What is an IRA?
IRAs take a different approach to retirement saving. These accounts are offered by brokerage firms. Instead of paying premiums, you contribute money to your IRA directly, up to the annual contribution limit. For 2021, the limit is $6,000 ($7,000 if you’ll be 50 or older by year-end).
Contributions to “traditional” IRAs are tax-deductible; with Roth IRAs you contribute after-tax dollars. Either way, your money grows tax deferred and can be invested in mutual funds, exchange-traded funds (ETFs) or any other investment your brokerage firm offers. Beginning at age 59½, you can withdraw from your IRA without triggering a 10% early-withdrawal penalty.

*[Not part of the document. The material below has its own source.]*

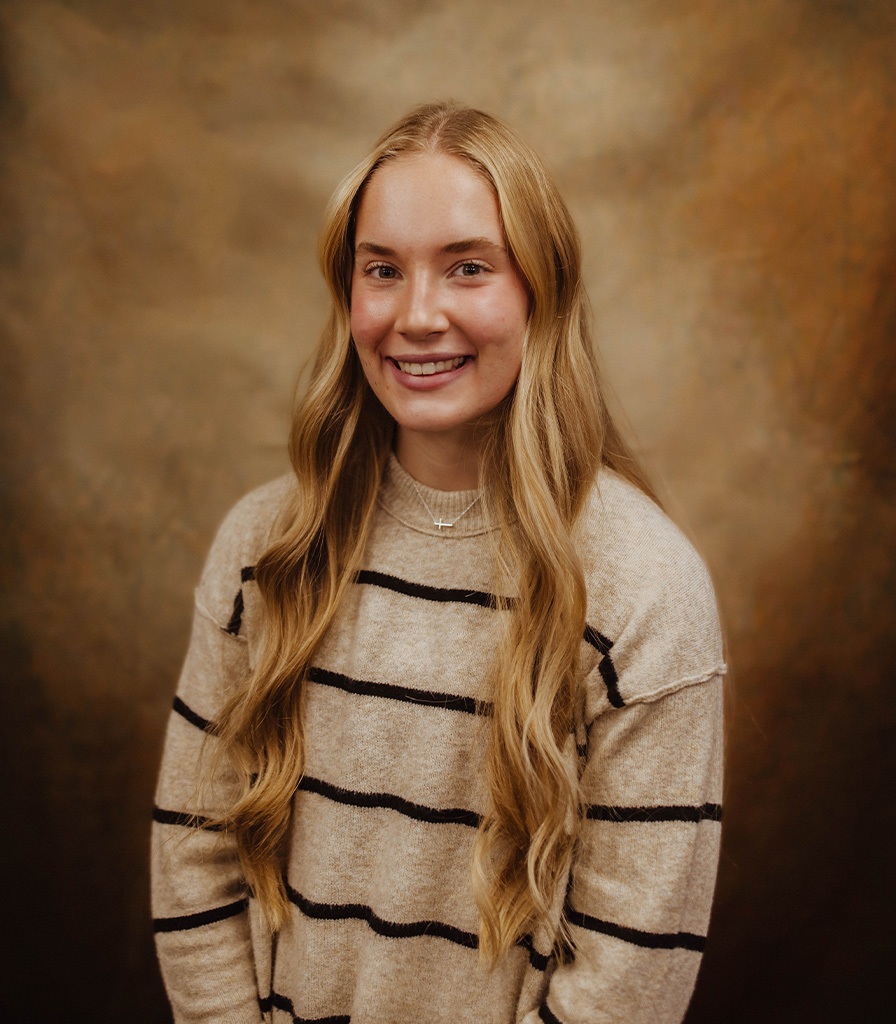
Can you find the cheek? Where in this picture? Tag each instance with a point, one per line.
(366, 324)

Whether you owe taxes on withdrawals at age 59½ or later depends on the type of IRA:
Traditional IRA withdrawals (including ones made from SEP and SIMPLE IRAs if you’re self-employed) are taxable at your ordinary income tax rate.

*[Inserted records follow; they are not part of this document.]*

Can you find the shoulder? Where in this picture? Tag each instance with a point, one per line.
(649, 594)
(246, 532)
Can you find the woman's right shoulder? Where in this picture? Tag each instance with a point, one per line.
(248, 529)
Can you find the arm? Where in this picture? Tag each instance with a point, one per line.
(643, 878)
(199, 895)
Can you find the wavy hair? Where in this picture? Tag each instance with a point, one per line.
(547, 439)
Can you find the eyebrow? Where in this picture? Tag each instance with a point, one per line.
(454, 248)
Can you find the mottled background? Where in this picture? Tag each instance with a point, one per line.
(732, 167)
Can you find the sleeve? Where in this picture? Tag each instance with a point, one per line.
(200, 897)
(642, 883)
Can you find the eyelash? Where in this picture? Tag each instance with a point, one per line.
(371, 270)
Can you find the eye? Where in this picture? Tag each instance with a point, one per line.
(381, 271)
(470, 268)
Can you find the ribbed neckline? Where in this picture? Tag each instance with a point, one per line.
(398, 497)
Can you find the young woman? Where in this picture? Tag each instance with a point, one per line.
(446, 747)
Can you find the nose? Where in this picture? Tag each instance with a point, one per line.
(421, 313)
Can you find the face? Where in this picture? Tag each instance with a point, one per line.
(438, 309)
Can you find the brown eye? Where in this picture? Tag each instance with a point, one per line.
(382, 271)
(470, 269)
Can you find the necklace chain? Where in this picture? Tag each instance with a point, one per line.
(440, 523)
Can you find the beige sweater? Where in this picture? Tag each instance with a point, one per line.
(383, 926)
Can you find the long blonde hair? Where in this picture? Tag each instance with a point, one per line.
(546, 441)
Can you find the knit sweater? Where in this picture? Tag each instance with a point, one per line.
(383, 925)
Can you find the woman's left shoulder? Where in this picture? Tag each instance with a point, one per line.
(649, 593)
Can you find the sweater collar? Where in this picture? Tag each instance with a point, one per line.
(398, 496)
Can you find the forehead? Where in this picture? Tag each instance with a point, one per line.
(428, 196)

Roth IRA withdrawals are 100% tax free.
Note that required minimum distributions (RMDs) kick in after age 72 (unless you reached 70½ in 2019): You must start taking money from your traditional IRA each year. The amount is based on your account balance and life expectancy. (Roth IRAs don’t have that requirement.)
Annuity vs. IRA: What should you use for retirement?
An annuity may be appropriate if you want guaranteed income. With an IRA, it’s up to you to decide when to make withdrawals. It’s also worth noting that if you’re saving in a traditional IRA and forget to take required minimum distributions, you can be hit with a tax penalty.
Ultimately, whether to choose an annuity or IRA depends largely on your retirement goals. If you want the certainty of guaranteed income, an annuity can deliver. An IRA might be preferable if you’re looking for more flexibility in choosing investments.